Open gdzqzzx opened 3 years ago
Glad you like it @gdzqzzx !
In answer to your questions, attaching the NVivo file to MS SQL Server shouldn't be difficult and you don't need to convert it into another format since .nvp
files are in fact just renamed .mdf
files. Although you could access the file directly through SQL Server, you would have to deal with NVivo's opaque data structures and miss out on all the hard work I did reverse engineering them!
Based on the error message it seems the SQL Server is unable to access the NVivo file. If you look at mssqlAttach.bat
you'll see that it doesn't attach the file directly but makes a temporary copy of it into the directory %TMP%\SQL
and (in theory) enables full access for all users to that temporary copy. Are you able to locate the file there and check the relevant permissions as discussed on this page: https://stackoverflow.com/questions/18286765/sql-server-operating-system-error-5-5access-is-denied?
Let me know how it goes and I'll try to work out a fix to the scripts.
Thanks for your quick response! I will try it and get back to you soon.
After a whole day testing, I finally attached my nvp file to MS SQL Server 2017.
For those who also want to attach by themselves, here are my experience:
Note1: If you still can't attach your nvp, it might be still because of authentication problem, add a new group including all users under current account, and give this group full control permission.
Note2: If you can attach your nvp, but the data is shown not found, try to open this file in your NVivo once. Then you can find that the detected database name changes and data can be found.
Note3: I am not sure why I can't start my SQL Server Service after I changed TCP port to 1433. So I have to keep using the dynamic port 2851, which can be connected successfully to my DBeaver.
Another annoying issue is that I got is grabled columns in dbo.Item and dbo.Project table. It seems that attributes in dbo.Item are all important, it might be something relate to encoding because I am using a Chinese system, and I still have no idea to fix it.
Those issues with file and directory permissions should be handled by the helper scripts in NVivotools. It would be good to work out why they aren't.
As for the mangled Name and Description fields, this is fairly simple. NVivo just offsets each character but some fixed value. I forget what it was but if you look in the NVivotools code you'll find it.
But what you probably want to do now is to use NVivo tools to process your NVivo file using the DenormaliseNVP.py
NormaliseNVP.py
script.
I have tried to use NVivotools directly.
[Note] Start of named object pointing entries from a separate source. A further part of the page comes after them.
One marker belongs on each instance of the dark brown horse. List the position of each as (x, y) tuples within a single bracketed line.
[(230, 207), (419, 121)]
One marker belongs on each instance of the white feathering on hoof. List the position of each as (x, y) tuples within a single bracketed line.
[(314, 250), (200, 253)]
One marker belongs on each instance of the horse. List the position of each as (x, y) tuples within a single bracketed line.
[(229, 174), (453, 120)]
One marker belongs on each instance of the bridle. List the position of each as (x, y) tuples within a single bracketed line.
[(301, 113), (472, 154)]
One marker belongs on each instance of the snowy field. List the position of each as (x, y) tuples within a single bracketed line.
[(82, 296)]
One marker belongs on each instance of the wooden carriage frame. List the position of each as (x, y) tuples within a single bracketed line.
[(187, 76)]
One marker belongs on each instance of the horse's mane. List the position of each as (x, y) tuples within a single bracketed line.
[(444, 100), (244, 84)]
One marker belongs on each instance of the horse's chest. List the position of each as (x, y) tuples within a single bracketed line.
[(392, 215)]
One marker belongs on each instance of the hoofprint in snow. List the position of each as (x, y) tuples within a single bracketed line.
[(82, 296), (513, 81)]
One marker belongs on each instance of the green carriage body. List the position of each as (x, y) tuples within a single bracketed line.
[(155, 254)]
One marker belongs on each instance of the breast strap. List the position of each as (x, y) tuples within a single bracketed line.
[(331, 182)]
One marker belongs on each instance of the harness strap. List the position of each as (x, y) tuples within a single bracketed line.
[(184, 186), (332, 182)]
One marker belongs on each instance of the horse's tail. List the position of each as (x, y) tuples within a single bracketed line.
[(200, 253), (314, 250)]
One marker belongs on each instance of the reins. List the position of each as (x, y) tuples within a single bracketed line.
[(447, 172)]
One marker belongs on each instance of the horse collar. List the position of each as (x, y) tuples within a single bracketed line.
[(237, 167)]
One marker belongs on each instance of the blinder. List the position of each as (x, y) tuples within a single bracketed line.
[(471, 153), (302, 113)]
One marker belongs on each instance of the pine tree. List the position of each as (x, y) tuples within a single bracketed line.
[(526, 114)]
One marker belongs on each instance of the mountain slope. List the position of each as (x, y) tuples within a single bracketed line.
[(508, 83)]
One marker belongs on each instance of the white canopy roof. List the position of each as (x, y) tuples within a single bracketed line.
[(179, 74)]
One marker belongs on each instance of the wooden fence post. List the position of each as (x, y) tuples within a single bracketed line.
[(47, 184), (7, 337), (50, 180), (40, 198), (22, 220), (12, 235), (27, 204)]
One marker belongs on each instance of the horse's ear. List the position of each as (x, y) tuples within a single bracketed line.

But first failed in SQL Server setting and then not sure what parameter I should set. I will try it again and see how it goes.
@gdzqzzx Did you mean to close the issue?
Yes, because the problem has been solved and actually it's not that relevant to NVivo improvement.
I think it might be good to open another issue if I have any other problems when using NVivotools -- of course, feel free to keep it opened if you want.
Did you work out why the helper scripts didn't fix the file access problems?
Yes, but not all of it, to some extent.
What I fixed 2 days ago is attahing nvp file to SQL Server manually without using NVivotools. Before that, I tried mssqlAttach.py as python mssqlAttach.py -P 2851 -i EXPRESS "xxx.nvp" ntool_test
and got following error:
Traceback (most recent call last):
File "mssqlAttach.py", line 54, in <module>
mssqlAttach(None)
File "mssqlAttach.py", line 49, in mssqlAttach
verbosity = args.verbosity)
File "...\mssqlTools.py", line 74, in __init__
raise RuntimeError('No suitable SQL self.server self.instance found')
RuntimeError: No suitable SQL self.server self.instance found
And I just tried running mssqlAttach.bat directly as mssqlAttach.bat "xxx.nvp" ntool_test SQLEXPRESS
. It works fine this time.
But some import error occured when I ran DenormaliseDB.py, I will open a new issue for that.
I have tested mount function in NVivo.py. It seems that the instance variable somehow wasn't passed correctly into mssqlTools initialization. (Of course, the SQL Server version has been fixed as 'MSSQL14')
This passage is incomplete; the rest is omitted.